We were both intrigued by the eclectic wine list. It opens with an 2023 Atma Assyrtiko from Thymiopoulos in Naoussa, northern Greece (£36), a 2022 Riesling trocken from Sybille Kuntz in the Mosel (£55), a 2021 Zweigelt from Ehmoser in Austria’s Wagram (£60) and Susucaru Rosso from Cornelissen in Sicily (£72) inter alia. We shared the majority of a bottle of unusually smooth Baga in the form of Niepoort’s Lagar de Baixo 2020 Bairrada for £58. The list’s quirkiness is partly explained by the enthusiasm of Ben, their notably tall assistant manager, for all things vinous. My bill for the two of us came to £165.38.
When I questioned Land about his emergence as a solo restaurateur, his immediate response was extremely honest. ‘Quoting my mid 20s “wisdom” back at me! I clearly didn’t appreciate the value of experience at that time. Through many mistakes, I’ve started to learn the difference between working hard and working smart, and something that seemed unimaginable to me in 2011 wasn’t so scary in 2024. No business partner has certainly been a big difference this time around – with advantages and disadvantages. The greatest difference, however, has been starting this business while I have young kids. In the Coco di Mama days, I could just work all night if something was wrong. Now, there’s something more important than the business and the challenge is trying to keep it all in perspective.’

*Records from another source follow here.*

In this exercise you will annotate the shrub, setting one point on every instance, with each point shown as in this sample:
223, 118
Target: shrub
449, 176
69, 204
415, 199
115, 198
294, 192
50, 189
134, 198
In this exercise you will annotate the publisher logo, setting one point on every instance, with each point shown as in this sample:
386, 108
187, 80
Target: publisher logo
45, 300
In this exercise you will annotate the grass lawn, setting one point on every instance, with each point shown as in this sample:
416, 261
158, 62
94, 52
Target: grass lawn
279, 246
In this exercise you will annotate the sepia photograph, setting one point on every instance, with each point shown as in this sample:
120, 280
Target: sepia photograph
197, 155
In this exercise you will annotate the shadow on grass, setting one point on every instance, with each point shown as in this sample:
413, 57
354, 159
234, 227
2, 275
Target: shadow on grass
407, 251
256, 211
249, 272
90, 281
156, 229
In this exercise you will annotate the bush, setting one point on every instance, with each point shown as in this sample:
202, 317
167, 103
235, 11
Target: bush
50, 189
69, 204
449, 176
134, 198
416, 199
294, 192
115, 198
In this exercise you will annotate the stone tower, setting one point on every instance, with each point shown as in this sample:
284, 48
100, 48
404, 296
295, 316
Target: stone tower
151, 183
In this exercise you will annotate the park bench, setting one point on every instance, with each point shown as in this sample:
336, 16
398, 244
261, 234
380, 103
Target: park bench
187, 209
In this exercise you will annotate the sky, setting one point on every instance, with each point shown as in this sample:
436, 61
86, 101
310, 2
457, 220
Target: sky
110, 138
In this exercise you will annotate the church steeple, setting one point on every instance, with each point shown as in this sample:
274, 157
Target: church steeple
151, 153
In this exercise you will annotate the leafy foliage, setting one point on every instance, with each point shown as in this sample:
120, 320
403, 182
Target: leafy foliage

Don’t Tell Dad is also highly personal. Two years ago, Lesley Land, Daniel’s elder sister, Channel 4 television’s publicist, died suddenly at the age of 41. Her memory is kept alive in the restaurant’s name (a phrase often used by the siblings) and the playlist in the bathrooms (‘Maria’ and ‘Cabaret’ when I visited). ‘It’s a more thoughtful way of keeping her memory alive, I believe, than even naming the restaurant after her would have been’, Daniel explained. ‘After all, this is a family business.’
Don’t Tell Dad 10–14 Lonsdale Road, London NW6 6RD; no phone. Open seven days.